Clinique TAGMED | Ostéopathie spécifique et technologies avancées
Entorse lombaire : ce n’est pas un diagnostic, c’est un mécanisme de blessure
Dire qu’une personne souffre d’une “entorse lombaire” décrit souvent comment la blessure s’est produite, mais ne précise pas toujours quelle structure est réellement irritée : disque, articulation facettaire, ligament, muscle, nerf ou bassin.
À la Clinique TAGMED, nous rencontrons depuis plus de 35 ans des patients à qui l’on a dit qu’ils avaient une “entorse lombaire” après un faux mouvement, un effort, une torsion, une chute, un soulèvement ou une douleur soudaine au bas du dos.

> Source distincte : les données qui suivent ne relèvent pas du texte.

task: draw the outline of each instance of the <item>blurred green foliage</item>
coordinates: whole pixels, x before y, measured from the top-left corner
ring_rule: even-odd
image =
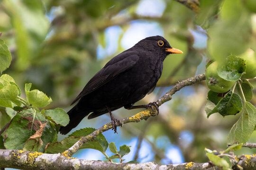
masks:
[[[156,22],[171,45],[184,54],[166,58],[157,86],[168,87],[157,89],[158,93],[139,102],[145,104],[156,100],[178,80],[202,73],[206,59],[222,62],[230,54],[239,55],[248,48],[256,49],[256,14],[252,10],[253,6],[248,8],[249,0],[201,0],[198,14],[174,0],[164,2],[162,16],[155,17],[138,15],[136,10],[140,1],[135,0],[0,1],[0,38],[12,57],[10,68],[4,73],[13,77],[21,89],[26,83],[32,83],[31,92],[37,89],[51,96],[53,102],[46,108],[67,108],[90,79],[110,58],[125,50],[121,40],[133,21]],[[118,50],[97,59],[98,46],[104,48],[107,45],[105,30],[113,26],[122,30]],[[209,38],[207,46],[197,47],[193,32]],[[256,86],[255,80],[251,83]],[[239,118],[214,114],[207,119],[204,105],[208,91],[204,83],[185,88],[171,102],[161,106],[158,117],[131,124],[131,128],[126,125],[120,128],[123,137],[143,134],[145,140],[152,145],[154,161],[157,162],[165,156],[165,148],[156,144],[163,136],[180,147],[185,162],[207,161],[203,156],[204,148],[226,148],[229,131]],[[21,95],[25,94],[23,91]],[[251,102],[255,105],[255,97]],[[10,112],[1,107],[0,111],[1,128],[11,117]],[[137,111],[117,111],[119,118]],[[186,139],[181,138],[184,130],[193,136],[188,144]],[[255,142],[255,132],[250,139]],[[242,148],[237,153],[255,152],[255,149]]]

Le problème est que ce terme est souvent utilisé de manière générale, sans expliquer clairement quelle structure est en cause.
Une entorse lombaire n’est donc pas toujours un diagnostic anatomique précis. Elle décrit plutôt un mécanisme de blessure : une région lombaire qui a été forcée, étirée, comprimée ou tordue au-delà de sa capacité de tolérance. Pour bien orienter le traitement, il faut comprendre si la douleur vient surtout d’un disque, d’une facette articulaire, d’un ligament, d’un spasme musculaire, d’une irritation nerveuse ou d’un déséquilibre du bassin.

Comprendre le terme
Pourquoi le mot “entorse lombaire” peut être trop vague
Le terme “entorse lombaire” est très fréquent. Il est souvent utilisé pour décrire une douleur aiguë au bas du dos apparue après un mouvement brusque, un effort ou une mauvaise posture. Mais dans plusieurs cas, ce terme ne précise pas quelle structure a été blessée.

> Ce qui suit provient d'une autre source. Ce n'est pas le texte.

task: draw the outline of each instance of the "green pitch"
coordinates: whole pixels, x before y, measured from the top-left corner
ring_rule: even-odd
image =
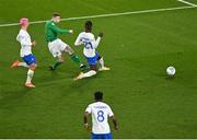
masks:
[[[188,0],[196,3],[197,0]],[[0,0],[0,24],[62,18],[189,7],[176,0]],[[44,23],[30,34],[38,68],[36,89],[25,89],[26,69],[11,69],[19,59],[19,26],[0,27],[0,138],[90,138],[82,116],[93,93],[104,92],[119,124],[114,138],[197,138],[197,9],[146,12],[92,19],[94,34],[105,33],[99,52],[111,71],[73,81],[79,73],[69,56],[55,72],[44,37]],[[90,19],[91,20],[91,19]],[[86,20],[65,21],[73,35],[59,36],[73,46]],[[170,79],[167,66],[176,68]]]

Dans une cheville, une entorse désigne généralement un ligament qui a été étiré ou déchiré. Dans la région lombaire, la situation est plus complexe. Le bas du dos contient des disques intervertébraux, des articulations facettaires, des ligaments, des muscles profonds, des fascias, des racines nerveuses et des jonctions mécaniques avec le bassin. Une même douleur peut donc avoir plusieurs sources possibles.
Le point clé
“Entorse lombaire” explique souvent le contexte de la blessure, mais pas nécessairement la structure responsable de la douleur. Pour traiter efficacement, il faut aller plus loin que l’étiquette.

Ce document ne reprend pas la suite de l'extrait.